MSA votes to back U’s capital request

The majority of the money would improve the Twin Cities campus.

JP Leider

By almost unanimous consent, the Minnesota Student Association supported the University’s nearly $270 million capital request to the Legislature at Tuesday’s meeting.

The capital request includes $80 million for Higher Education Asset Preservation and Replacement, which deals with updating, preserving and restoring existing University facilities.

While HEAPR funds are applied systemwide, there are three projects in the capital request specifically geared toward the Twin Cities campus – a $39.9 million expansion of the Carlson School of Management, a $62 million Science Teaching and Student Services Center and $60 million for phase one of a Medical Biosciences Building.

Bryan Fisher, last year’s chairman of the Student Legislative Coalition and the only Minnesota Student Association Forum member to vote against the proposal supporting the capital request, said he thinks too much emphasis was placed on the Twin Cities campus.

Because of this, it may be more difficult to get students from all campuses to lobby at the Legislature, he said.

Legislators from outside the Twin Cities area might not be as likely to support the request, Fisher said, because the plan largely leaves out their districts.

Besides advocating for the University’s capital request in the spring, MSA likely will support the University’s stadium request if there is no special session this year.

University Chief Financial Officer Richard Pfutzenreuter said neither he nor University President Bob Bruininks has given up on Gov. Tim Pawlenty calling for a special session.
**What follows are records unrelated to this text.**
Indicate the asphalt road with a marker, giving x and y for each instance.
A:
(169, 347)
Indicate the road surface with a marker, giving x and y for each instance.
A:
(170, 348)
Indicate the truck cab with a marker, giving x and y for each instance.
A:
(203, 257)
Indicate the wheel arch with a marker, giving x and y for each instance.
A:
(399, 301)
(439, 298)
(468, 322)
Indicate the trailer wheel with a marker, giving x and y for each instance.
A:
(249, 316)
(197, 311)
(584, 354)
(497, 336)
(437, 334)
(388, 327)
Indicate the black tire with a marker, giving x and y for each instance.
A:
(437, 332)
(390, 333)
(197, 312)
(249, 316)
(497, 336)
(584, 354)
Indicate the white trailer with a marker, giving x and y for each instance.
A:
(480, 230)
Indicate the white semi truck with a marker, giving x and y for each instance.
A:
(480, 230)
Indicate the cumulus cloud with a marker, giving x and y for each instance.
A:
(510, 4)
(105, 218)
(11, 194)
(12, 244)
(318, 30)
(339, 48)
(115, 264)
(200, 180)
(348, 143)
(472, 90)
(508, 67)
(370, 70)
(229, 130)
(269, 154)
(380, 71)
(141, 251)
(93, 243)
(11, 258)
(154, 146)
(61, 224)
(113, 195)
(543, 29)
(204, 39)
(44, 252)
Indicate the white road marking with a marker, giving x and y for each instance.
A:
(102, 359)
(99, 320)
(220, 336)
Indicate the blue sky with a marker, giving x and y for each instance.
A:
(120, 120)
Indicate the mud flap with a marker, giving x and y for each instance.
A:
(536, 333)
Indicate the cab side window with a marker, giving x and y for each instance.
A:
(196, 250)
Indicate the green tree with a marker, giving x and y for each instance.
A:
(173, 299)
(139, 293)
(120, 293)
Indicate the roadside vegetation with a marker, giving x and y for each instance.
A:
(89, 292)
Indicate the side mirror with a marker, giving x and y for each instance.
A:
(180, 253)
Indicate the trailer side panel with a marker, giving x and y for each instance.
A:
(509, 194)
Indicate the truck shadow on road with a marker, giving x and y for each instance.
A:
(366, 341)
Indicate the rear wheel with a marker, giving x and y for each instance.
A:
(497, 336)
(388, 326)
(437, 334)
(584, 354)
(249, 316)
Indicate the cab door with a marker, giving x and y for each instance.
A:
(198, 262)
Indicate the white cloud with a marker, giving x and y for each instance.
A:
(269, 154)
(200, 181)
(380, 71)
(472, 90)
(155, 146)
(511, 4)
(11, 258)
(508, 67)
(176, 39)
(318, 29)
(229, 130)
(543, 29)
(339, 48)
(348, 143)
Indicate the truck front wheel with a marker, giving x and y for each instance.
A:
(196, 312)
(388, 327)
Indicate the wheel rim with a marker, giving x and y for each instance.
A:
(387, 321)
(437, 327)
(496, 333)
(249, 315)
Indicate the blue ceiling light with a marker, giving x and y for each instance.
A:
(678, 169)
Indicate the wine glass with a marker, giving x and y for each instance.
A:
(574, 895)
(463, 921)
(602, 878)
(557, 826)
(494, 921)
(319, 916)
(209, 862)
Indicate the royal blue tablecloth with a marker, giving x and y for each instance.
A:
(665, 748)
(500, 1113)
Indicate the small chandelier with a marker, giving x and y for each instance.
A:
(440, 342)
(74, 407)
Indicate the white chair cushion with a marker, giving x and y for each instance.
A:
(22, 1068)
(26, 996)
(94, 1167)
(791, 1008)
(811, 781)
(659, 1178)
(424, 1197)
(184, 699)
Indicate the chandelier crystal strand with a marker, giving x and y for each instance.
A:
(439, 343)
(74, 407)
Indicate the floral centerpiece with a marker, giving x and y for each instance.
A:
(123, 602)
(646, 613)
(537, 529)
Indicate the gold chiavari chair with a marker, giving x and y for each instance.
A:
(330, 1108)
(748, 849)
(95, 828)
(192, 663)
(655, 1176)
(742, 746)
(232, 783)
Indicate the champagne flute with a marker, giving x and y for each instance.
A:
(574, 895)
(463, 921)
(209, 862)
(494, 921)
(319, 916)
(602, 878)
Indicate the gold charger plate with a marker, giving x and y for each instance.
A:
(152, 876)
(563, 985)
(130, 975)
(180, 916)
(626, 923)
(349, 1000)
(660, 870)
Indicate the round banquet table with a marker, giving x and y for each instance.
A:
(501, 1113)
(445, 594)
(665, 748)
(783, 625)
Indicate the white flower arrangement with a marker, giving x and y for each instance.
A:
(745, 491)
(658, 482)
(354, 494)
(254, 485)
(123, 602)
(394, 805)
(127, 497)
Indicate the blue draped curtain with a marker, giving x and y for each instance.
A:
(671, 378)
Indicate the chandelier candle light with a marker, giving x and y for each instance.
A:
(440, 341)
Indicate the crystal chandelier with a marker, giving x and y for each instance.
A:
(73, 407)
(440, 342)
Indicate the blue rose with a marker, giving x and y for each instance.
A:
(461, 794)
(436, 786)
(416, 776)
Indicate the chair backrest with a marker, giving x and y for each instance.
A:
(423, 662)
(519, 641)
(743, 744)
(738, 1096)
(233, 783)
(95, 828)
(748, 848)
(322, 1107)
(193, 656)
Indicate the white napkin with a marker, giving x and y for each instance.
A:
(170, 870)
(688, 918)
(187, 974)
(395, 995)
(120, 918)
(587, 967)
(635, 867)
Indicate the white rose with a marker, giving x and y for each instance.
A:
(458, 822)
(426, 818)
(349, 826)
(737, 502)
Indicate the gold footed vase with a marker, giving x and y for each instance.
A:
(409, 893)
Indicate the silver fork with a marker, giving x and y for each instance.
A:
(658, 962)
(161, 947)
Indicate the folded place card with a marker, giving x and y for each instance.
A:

Pfutzenreuter said he thinks the Legislature will keep the stadium and capital requests separate, even if there is no special session.

“I have a lot of confidence in the governor and Legislature not to trade a stadium against a research building or business school,” Pfutzenreuter said.

Earlier in the meeting, a member from the Student Support Task Force facilitated discussion among MSA Forum members mainly concerning the roles of academic and faculty advisers in student life.

Some recommendations made by MSA Forum members were increasing medical student support in CLA, decreasing the student-to-adviser ratio and making sure advisers are familiar with the Academic Progress Audit System and major requirements.

MSA Forum members also debated the merits of requiring all students to meet with their advisers at least once a semester.

Undergraduate students interested in offering input to task forces can do so by attending town hall meetings or by contacting MSA.

Interested students can ask to join a pool of students who will offer input to task forces seeking additional student opinions.